Attached to this article I sent a small utility in C# that emulates a rudimentary RAID5 controller. I wrote it in C# mainly because I think the code would be easier to understand.
You’ll need to provide 3 arguments:
- A file (obvious). Use a big one (~30 Mb) for easier understanding of what’s going on.
- The number of divisions of the file (in the sample X1…X6 above, it was used 3). You can use a larger number if the file is bigger. In a 30Mb file, a number like 32 is safe enough for about 50 random changes. Think this number as "how many disks (minus one) do I have in the RAID5 array?"
- The number of random changes. Since random changes are made at random positions, you can have a number of damaged blocks bigger than this number.
The program creates a copy of the input file and makes all the writes on this copy. But, be careful with the file you’ll give. And please, don’t use your pagefile for this.
Then it does the following things:
- Calculate a CRC32 of the blocks on the file. This is done to detect which blocks changed. (CRC32 C# code borrowed from another CP article). This is created with a .crc32 extension
- Calculate the parity data. This is created with a .raid extension
- Copies the file to a new one and makes some random damage on it. This is created with a .damaged extension
- Recover the file.
- Check if the file was recovered correctly.

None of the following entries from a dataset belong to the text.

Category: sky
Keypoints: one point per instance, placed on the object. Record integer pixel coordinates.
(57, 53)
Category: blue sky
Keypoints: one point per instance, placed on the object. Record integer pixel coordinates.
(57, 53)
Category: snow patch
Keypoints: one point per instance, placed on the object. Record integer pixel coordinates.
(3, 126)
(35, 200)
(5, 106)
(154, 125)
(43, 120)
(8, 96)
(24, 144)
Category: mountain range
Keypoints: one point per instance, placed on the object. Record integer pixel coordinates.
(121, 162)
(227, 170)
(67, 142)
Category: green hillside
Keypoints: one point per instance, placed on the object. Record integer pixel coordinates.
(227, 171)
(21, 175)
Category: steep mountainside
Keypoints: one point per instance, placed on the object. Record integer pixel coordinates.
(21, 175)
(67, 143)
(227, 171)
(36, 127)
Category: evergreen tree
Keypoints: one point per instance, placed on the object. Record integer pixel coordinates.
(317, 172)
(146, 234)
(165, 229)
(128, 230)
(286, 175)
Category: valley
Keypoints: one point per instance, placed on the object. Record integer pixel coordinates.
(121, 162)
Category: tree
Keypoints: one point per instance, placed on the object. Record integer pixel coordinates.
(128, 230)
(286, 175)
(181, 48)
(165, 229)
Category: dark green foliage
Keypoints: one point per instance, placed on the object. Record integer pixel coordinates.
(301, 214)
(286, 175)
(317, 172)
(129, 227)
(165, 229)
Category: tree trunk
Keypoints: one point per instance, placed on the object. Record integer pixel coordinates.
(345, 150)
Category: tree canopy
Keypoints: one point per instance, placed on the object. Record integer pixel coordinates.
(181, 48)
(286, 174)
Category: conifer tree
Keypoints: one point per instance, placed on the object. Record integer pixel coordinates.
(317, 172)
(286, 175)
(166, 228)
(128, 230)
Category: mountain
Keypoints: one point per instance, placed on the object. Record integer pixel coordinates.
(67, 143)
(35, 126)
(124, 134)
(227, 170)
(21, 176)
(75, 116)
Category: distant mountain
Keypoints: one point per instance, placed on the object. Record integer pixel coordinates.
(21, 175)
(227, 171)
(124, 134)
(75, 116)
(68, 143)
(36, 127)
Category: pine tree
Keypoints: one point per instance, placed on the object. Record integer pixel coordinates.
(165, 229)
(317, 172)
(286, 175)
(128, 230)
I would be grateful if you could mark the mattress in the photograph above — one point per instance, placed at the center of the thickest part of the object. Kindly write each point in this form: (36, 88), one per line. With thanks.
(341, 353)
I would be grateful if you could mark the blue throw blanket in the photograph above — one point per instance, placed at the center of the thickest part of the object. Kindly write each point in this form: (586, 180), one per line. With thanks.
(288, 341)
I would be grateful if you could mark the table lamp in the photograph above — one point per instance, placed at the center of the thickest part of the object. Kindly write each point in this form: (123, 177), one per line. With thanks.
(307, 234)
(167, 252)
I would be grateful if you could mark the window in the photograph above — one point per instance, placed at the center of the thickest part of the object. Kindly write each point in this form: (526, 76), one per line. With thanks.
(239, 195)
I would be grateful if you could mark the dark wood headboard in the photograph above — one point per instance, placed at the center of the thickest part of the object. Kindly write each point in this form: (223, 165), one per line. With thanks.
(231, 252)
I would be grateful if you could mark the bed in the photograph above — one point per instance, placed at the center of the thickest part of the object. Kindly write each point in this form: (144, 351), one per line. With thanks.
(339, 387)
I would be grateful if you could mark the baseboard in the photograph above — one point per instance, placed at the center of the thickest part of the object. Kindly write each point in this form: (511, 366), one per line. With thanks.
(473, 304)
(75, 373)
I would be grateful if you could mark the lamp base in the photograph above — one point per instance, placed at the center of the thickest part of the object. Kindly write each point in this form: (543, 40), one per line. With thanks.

You can compare the .damaged file at the end of the process with the original file with:
FC /B <original file> < original file.damaged>
Limitations of the sample application
Keep in mind that this is not yet a professional class application. It’s much more of a starter application for demonstrating the above algorithms. You can understand more details of the algorithm stepping through in the VS.NET debugger. For the sake of understanding of the code and the algorithms involved, this has almost no error handling and no fancy optimizations. The ideal implementation of this would be done in C++, and maybe some ASM code which leverages SIMD instructions (like the MMX instruction set). Other speed optimizations would be creating producer/multiple consumer pipes to optimize disk access patterns. This application creates a lot of disk trashing.
The error handling is straightforward to implement and is left as an exercise to the reader (don’t you hate when they tell it?). And even without optimizations, this code is quite fast on my Athlon 850 MHz, 256 Mb RAM with a 100Mb file. The Debug version takes just a few seconds to execute from inside the IDE.
The sample application does not handle well very small files, where you do not have enough blocks to compute a XOR, and may not recover them. In this case, it would be smarter simply making a copy of the file, instead of doing all this.
The standard disclaimer
As I said before, this is not the safest tool in the world. Use it at your own risk: if you use it, you can lose data, profit, have hardware problems, cause radioactive contamination and start a world war. But, for me, it works fine and never had a problem.
Well, the code in this article is free for you to use any way you want. If you improve it, drop me a note, so I can keep the code in sync. If you make money with this code, you are a genius! You deserve the money. Just remember to send me a “thank you” and give me some tips. I will not reject any money you send me too.